A política vive agora de acordos e alianças mais do que de guerras. Restam, é certo, alguns constrangimentos. Mas sabemos como os ultrapassar …
“Os elevados montantes obrigam as organizações de países pequenos, como o nosso, e em que o financiamento dos sindicatos se limita, quase exclusivamente, às quotizações dos sindicalizados, a terem de declarar um número de associados bastante abaixo do real, sob pena de, pagando integralmente as quotas, asfixiarem financeiramente. (M. Nogueira, 22 de Abril de 2010, comunicação apresentada à Conferência Internacional Sindical)
Mais si!
Abril 23, 2010 at 12:28 pm
#2 e #5
Step by step, aproximamo-nos da biologização dos equipamentos… Isto, associado à teoria de Gestalt e à Sociobiologia poderá vir a engendrar uma bomba relógio!
Há que ter em consideração o facto dos sociobiólogos considerarem ser a violência e a guerra os meios mais eficazes para a selecção natural e, coincidência das coincidências, a Sociobiologia e o neoliberalismo surgiram quase em simultâneo! A ciência é considerada eticamente neutra, mas o desenvolvimento das ciências não é aleatório, depende do contexto sociológico.

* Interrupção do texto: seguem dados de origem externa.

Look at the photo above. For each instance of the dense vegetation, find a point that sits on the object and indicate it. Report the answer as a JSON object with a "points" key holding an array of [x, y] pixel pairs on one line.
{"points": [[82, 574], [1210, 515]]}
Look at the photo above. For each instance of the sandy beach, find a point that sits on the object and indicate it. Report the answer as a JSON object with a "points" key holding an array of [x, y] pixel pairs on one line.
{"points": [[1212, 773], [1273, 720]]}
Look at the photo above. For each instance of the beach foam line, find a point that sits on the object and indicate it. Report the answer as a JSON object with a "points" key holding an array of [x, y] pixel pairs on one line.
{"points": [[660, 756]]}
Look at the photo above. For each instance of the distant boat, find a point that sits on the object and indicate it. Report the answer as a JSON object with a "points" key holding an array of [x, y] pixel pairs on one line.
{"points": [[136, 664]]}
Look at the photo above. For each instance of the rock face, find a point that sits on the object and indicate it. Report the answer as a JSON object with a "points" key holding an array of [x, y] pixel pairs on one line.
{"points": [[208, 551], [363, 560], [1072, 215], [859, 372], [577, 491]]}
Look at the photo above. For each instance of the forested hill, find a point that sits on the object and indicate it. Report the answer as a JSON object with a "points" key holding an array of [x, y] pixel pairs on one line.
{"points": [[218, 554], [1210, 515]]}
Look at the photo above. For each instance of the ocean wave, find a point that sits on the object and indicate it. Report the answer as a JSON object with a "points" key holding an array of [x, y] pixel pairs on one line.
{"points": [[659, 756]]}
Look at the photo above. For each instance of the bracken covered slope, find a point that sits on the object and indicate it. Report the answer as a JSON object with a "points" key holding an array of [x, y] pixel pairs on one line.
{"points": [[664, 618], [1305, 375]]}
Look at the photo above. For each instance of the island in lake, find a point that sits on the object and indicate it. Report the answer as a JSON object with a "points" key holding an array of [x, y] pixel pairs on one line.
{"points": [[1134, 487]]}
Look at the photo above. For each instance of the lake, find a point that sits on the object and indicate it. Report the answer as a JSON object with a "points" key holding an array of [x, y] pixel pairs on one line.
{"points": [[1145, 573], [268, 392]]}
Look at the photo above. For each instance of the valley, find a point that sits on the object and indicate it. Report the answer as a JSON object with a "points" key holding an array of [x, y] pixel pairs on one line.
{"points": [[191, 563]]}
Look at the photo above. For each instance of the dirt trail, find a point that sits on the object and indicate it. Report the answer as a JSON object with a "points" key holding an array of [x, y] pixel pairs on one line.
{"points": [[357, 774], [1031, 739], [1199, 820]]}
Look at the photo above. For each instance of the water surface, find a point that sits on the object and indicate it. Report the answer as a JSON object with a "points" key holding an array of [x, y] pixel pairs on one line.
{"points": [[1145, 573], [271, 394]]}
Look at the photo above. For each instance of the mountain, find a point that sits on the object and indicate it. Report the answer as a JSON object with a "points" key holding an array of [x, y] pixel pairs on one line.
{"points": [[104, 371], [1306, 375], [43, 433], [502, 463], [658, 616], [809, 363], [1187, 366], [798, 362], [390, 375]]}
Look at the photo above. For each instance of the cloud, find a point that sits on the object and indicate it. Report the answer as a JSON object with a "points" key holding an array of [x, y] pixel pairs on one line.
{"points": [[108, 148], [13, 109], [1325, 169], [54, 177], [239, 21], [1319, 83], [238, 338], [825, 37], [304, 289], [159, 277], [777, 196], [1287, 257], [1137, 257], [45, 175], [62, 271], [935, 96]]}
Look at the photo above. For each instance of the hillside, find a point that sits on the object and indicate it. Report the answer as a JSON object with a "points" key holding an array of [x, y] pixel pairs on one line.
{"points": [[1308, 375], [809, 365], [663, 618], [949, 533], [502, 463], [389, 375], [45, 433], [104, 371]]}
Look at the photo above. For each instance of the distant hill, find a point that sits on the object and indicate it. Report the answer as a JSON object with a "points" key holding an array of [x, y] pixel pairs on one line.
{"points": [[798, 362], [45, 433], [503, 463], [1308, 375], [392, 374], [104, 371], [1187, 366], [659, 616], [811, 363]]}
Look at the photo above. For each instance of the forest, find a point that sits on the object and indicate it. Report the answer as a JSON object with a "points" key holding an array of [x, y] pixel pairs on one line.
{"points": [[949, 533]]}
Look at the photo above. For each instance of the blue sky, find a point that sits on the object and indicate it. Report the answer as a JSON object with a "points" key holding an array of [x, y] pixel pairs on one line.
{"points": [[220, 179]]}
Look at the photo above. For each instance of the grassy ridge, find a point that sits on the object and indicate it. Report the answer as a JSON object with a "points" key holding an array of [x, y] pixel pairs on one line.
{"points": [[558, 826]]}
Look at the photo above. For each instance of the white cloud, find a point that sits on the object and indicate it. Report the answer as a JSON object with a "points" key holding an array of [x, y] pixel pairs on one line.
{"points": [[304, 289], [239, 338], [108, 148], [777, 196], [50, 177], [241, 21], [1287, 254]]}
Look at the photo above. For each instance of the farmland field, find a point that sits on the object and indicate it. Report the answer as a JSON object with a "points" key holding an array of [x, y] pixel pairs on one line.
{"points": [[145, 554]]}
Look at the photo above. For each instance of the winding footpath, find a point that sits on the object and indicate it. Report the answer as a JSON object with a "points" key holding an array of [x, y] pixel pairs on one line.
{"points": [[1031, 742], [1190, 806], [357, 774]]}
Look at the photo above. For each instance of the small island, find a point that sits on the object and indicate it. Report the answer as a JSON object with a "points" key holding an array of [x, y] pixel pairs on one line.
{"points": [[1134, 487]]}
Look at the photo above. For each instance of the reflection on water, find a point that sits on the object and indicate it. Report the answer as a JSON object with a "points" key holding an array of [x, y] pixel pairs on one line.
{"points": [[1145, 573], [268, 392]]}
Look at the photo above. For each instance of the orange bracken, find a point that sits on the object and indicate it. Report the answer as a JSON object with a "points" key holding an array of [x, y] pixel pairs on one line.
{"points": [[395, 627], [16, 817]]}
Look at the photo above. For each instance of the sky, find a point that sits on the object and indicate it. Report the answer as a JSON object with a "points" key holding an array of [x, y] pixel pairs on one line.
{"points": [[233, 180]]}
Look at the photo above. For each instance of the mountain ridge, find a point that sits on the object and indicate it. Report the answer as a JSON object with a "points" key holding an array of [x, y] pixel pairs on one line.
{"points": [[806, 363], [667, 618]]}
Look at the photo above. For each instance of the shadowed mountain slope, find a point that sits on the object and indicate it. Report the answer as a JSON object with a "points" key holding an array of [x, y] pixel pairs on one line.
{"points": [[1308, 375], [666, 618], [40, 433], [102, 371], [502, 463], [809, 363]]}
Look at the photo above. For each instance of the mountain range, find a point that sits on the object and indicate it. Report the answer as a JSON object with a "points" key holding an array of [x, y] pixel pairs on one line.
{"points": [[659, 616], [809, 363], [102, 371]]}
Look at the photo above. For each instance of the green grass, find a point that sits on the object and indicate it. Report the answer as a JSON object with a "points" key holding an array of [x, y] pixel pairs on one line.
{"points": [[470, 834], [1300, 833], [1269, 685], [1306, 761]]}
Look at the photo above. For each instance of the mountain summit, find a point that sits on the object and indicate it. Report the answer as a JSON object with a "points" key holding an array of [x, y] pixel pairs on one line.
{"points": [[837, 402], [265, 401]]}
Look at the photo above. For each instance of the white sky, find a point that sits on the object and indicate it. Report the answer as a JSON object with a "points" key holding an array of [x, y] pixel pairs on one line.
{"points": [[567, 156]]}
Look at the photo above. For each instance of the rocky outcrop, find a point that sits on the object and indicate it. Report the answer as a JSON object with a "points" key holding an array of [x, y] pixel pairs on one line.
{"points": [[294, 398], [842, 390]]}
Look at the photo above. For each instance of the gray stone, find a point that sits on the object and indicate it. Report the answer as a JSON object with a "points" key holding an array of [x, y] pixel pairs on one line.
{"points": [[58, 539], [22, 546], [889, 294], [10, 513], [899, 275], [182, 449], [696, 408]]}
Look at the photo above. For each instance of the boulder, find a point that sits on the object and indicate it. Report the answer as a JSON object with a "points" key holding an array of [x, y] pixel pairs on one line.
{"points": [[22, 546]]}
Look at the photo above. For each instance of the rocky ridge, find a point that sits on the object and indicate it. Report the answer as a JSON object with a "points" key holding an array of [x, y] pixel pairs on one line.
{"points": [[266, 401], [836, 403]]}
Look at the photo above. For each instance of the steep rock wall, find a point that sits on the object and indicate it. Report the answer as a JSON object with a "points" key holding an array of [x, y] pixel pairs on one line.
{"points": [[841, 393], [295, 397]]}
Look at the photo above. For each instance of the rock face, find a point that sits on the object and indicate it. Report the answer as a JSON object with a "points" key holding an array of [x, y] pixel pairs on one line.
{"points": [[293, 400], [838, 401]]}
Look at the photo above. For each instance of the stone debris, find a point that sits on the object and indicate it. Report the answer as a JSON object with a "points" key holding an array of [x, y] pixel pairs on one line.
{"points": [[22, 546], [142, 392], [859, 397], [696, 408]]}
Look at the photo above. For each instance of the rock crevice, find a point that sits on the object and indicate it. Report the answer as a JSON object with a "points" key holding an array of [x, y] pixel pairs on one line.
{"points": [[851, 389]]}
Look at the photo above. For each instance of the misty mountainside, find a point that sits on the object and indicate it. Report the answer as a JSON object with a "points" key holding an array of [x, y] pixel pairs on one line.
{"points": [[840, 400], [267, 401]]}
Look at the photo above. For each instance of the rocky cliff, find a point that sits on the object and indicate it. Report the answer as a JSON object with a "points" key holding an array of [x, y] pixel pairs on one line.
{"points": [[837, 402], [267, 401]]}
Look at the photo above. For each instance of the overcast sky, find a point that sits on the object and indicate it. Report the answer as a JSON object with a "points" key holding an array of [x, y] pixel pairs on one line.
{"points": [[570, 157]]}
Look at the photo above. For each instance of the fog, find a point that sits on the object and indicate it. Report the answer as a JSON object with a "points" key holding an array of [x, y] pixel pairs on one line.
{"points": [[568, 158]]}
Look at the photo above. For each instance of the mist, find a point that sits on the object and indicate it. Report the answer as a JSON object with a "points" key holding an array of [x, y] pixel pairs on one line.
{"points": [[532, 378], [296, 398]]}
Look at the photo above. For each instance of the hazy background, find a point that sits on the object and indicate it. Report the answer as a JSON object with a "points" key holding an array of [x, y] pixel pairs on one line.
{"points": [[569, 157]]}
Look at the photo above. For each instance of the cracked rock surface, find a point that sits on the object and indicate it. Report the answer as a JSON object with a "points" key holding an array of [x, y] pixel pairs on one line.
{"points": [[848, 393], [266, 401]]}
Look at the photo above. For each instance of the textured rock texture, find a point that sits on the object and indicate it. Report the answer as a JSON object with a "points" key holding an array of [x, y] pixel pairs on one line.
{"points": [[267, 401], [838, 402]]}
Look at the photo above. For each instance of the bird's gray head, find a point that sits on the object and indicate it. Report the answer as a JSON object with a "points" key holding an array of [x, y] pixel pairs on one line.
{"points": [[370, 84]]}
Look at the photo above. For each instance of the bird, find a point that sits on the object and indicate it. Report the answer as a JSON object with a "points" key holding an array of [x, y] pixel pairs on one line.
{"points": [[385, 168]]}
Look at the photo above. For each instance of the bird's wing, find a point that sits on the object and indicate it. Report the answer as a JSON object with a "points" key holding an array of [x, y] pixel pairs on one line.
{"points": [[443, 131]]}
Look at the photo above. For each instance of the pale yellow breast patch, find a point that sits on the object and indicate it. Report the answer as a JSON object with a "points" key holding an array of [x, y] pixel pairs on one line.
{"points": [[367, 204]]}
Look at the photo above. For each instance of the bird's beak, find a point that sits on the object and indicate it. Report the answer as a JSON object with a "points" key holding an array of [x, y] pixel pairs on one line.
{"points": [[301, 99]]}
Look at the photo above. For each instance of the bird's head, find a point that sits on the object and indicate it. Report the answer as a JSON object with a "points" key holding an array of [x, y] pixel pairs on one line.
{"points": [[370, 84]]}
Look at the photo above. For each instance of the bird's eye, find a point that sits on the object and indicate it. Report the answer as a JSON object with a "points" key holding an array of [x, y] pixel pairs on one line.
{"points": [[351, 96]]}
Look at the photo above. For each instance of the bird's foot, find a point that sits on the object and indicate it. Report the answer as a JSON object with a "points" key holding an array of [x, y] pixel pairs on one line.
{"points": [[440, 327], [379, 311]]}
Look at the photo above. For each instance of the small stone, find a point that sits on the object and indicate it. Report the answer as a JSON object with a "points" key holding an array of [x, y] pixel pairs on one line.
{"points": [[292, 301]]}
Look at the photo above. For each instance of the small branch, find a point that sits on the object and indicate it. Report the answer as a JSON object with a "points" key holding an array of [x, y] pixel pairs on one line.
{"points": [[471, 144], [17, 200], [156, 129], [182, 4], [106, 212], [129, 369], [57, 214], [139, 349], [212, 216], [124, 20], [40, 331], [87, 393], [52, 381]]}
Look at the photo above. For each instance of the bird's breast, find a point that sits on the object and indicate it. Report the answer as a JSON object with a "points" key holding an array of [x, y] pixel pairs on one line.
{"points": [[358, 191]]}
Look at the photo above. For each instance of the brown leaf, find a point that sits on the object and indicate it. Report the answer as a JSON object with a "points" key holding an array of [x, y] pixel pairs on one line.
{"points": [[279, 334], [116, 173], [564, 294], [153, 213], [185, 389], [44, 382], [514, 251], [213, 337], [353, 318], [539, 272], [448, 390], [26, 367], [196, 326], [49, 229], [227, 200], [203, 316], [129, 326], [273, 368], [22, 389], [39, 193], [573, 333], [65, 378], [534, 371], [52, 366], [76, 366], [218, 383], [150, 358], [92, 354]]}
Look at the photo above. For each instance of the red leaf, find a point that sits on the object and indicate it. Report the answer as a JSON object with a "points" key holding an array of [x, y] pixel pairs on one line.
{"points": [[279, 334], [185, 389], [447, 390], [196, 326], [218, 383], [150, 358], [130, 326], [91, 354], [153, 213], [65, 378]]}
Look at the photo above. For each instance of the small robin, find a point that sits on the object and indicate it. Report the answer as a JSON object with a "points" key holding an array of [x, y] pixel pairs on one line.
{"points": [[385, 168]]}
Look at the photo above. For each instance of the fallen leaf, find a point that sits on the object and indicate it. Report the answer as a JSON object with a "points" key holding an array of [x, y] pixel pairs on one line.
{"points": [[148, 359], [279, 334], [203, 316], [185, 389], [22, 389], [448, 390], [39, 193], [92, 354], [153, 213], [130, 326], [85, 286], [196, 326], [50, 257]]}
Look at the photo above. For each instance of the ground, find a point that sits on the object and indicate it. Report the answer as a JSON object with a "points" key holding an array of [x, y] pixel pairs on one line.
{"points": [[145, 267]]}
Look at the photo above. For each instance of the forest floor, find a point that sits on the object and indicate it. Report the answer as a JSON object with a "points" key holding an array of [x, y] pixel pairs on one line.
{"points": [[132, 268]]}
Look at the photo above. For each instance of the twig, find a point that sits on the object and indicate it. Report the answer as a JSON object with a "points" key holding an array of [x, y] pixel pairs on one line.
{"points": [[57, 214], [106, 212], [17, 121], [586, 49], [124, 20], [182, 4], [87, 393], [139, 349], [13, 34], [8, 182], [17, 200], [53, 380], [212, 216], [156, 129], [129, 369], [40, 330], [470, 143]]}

Abril 23, 2010 at 12:31 pm
Desculpem as gralhas, mas a pressa é inimiga da perfeição…
Abril 23, 2010 at 12:34 pm
#15
Intróito a um assunto merecendo “insights” mais demorados: aguardemos. Estará relacionado com este artigo de Olga CHETVERIKOVA?
Abril 23, 2010 at 12:39 pm
Isto é tudo mais velho que a Sé de Braga. Tem milhares de anos.
Abril 23, 2010 at 12:49 pm
#17
Está, digo eu!
Abril 23, 2010 at 12:55 pm
The following is a list of ongoing conflicts that are taking place around the world and which continue to result in violent deaths.
A fleuma nas relações internacionais pode ser usada com tanto mais generosidade quanto maior o número de bases militares. Para quê gritar? basta sugerir – com suavidade. Até porque, como toda a gente sabe, um porta-aviões nuclear é um instrumento de Paz, não uma arma de guerra…
Abril 23, 2010 at 1:12 pm
Bom dia.
Abril 23, 2010 at 2:29 pm
Abril 23, 2010 at 2:36 pm
Ontem, em Atenas
Abril 23, 2010 at 4:38 pm
Soluções do século passado, como diria Fernando Pinto:
A nine-week cleaning strike left parts of the Netherlands looking like a refuse dump. The cleaning crews returned to work after their demands were met.